Reference no: EM132234122
Question: As you have read the chapter and watched the lecture on chapter 2 from your textbox, your assignment this week is using the following guidelines:
1. Types of Data - "There are many types of data sets, and as the field of data mining develops and matures, a greater variety of data sets become available for analysis" (p. 34). The book lists the most common types (hint p. 34).
Assignment: Name and describe one (1) type of data set. You may provide a graphic of the data set to explain your answer.
2. Data Quality - "Data is often far from perfect. While most data mining techniques can tolerate some level of imperfection in the data, a focus on understanding and improving data quality typically improves the quality of the result analysis" (p. 23).
Assignment: Provide two (2) examples of measurement or data collection issues that may hinder data quality. Provide the term, how it hinders data quality, and what strategy is used to prevent or deal with the issue.
3. Data Preprocessing - "Often, the raw data must be preprocessed in order to make it suitable for analysis" (p. 23)

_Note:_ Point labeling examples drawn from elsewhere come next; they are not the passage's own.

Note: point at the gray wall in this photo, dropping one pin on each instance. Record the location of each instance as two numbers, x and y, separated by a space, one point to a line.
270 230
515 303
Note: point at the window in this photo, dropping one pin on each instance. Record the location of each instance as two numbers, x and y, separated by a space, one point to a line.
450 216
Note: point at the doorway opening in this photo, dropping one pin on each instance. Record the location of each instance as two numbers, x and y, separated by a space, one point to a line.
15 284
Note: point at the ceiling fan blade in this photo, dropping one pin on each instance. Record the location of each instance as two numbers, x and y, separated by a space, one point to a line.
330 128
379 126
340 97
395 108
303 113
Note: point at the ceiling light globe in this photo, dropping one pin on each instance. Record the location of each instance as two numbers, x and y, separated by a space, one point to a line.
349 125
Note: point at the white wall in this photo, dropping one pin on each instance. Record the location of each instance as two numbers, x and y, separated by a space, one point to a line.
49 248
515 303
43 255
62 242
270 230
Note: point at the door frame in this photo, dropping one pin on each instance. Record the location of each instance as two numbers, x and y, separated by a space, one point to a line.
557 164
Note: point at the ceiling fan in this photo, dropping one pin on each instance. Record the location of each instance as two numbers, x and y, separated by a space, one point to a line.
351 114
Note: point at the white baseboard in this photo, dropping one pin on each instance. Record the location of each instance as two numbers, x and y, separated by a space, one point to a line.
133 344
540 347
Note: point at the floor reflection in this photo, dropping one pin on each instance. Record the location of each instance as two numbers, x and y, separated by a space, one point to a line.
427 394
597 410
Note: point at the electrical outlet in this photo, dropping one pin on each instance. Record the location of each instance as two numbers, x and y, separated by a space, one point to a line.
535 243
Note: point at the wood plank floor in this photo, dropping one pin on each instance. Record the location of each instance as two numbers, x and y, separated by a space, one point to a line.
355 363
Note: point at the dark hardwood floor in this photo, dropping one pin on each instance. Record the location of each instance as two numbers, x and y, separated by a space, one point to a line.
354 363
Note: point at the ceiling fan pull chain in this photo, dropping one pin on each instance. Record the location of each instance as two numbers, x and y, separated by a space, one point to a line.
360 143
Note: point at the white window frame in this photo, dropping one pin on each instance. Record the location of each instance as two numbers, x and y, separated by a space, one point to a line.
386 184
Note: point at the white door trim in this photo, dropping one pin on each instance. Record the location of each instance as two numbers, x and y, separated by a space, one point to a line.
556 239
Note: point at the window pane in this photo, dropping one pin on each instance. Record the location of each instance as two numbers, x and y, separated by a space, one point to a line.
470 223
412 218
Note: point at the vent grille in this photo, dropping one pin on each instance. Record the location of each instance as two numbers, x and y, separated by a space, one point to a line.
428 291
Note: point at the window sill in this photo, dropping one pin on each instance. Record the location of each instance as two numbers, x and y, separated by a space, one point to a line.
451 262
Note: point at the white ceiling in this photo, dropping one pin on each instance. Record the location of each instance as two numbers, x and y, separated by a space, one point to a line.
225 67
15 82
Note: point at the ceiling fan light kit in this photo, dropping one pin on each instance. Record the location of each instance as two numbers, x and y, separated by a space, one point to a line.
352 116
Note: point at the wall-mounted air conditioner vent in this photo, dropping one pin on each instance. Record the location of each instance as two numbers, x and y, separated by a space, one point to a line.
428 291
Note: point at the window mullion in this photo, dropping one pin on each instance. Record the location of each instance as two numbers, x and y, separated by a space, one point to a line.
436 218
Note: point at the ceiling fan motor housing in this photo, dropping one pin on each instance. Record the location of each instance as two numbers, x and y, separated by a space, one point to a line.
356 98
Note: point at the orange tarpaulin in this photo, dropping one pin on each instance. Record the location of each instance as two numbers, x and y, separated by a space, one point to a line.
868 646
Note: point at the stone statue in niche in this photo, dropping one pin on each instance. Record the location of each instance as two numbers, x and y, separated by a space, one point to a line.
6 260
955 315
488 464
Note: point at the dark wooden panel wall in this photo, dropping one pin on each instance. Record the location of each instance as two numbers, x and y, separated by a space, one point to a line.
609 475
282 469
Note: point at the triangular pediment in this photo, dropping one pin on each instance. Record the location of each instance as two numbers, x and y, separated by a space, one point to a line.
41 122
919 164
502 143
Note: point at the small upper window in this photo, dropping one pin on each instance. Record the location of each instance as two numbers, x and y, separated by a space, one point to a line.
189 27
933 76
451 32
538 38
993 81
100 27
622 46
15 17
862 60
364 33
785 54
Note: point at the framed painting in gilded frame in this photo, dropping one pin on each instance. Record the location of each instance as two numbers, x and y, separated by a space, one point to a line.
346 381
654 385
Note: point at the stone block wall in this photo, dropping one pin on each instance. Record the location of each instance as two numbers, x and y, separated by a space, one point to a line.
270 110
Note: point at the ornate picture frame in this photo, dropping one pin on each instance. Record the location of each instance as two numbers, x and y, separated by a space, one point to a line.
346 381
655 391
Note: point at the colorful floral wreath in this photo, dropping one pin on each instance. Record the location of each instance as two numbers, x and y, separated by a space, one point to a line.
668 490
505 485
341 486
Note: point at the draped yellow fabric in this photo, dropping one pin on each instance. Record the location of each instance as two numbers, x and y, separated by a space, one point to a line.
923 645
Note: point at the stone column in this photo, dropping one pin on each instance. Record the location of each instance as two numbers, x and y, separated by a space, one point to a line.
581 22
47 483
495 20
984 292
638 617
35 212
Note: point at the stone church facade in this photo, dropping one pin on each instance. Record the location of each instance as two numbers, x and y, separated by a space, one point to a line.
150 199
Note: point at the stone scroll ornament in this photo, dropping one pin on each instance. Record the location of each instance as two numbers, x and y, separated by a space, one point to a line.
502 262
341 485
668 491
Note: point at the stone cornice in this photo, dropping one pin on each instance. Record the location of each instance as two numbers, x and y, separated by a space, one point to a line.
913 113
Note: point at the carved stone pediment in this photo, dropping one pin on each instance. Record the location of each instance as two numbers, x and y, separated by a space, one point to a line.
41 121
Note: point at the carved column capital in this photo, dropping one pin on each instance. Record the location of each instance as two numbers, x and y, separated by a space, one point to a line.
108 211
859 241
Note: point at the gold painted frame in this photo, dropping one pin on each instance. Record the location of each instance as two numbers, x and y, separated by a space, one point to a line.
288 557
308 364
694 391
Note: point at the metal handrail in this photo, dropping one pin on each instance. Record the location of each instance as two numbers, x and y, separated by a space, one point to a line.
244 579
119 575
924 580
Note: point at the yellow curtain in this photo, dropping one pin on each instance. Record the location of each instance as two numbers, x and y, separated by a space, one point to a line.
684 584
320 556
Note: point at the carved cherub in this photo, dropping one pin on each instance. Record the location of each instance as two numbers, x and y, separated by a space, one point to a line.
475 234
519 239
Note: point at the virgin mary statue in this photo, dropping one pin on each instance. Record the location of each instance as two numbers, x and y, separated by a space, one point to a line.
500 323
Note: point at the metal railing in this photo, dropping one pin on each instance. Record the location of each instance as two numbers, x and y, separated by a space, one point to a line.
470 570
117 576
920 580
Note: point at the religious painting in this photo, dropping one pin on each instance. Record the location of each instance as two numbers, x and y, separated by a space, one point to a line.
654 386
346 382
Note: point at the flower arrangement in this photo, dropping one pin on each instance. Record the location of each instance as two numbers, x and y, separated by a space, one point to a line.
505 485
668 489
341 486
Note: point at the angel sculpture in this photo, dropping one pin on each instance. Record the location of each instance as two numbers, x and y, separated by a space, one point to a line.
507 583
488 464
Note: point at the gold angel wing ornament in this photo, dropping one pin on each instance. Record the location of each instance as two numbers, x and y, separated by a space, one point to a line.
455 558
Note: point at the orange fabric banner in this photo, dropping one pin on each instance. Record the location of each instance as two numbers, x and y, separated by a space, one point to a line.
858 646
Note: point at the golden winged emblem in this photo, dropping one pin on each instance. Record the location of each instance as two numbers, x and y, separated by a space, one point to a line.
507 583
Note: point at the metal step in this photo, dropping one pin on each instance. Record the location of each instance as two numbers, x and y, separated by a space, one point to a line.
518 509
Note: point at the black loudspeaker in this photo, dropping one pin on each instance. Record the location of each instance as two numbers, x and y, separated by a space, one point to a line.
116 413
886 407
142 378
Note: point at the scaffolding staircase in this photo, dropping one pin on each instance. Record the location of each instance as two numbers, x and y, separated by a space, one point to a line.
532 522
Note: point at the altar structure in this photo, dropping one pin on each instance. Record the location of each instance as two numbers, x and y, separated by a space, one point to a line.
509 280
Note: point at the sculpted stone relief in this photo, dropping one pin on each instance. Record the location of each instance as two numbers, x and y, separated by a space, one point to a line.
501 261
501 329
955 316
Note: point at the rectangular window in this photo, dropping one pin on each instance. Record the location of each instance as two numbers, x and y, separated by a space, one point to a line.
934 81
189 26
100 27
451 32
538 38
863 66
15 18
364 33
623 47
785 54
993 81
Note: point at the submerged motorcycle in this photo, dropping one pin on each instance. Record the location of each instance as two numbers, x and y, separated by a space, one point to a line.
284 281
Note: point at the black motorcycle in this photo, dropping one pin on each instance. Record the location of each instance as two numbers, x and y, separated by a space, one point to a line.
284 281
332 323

Assignment: Explain what this means "Often, the raw data must be preprocessed in order to make it suitable for analysis"
4. Measures of Similarity and Dissimilarity - "One approach to data analysis is to find the relationships among the data objects and then perform the remaining analysis using these relationships rather than the data objects themselves" (p. 24)
Assignment: Define similarity and dissimilarly. Describe the difference between the two terms.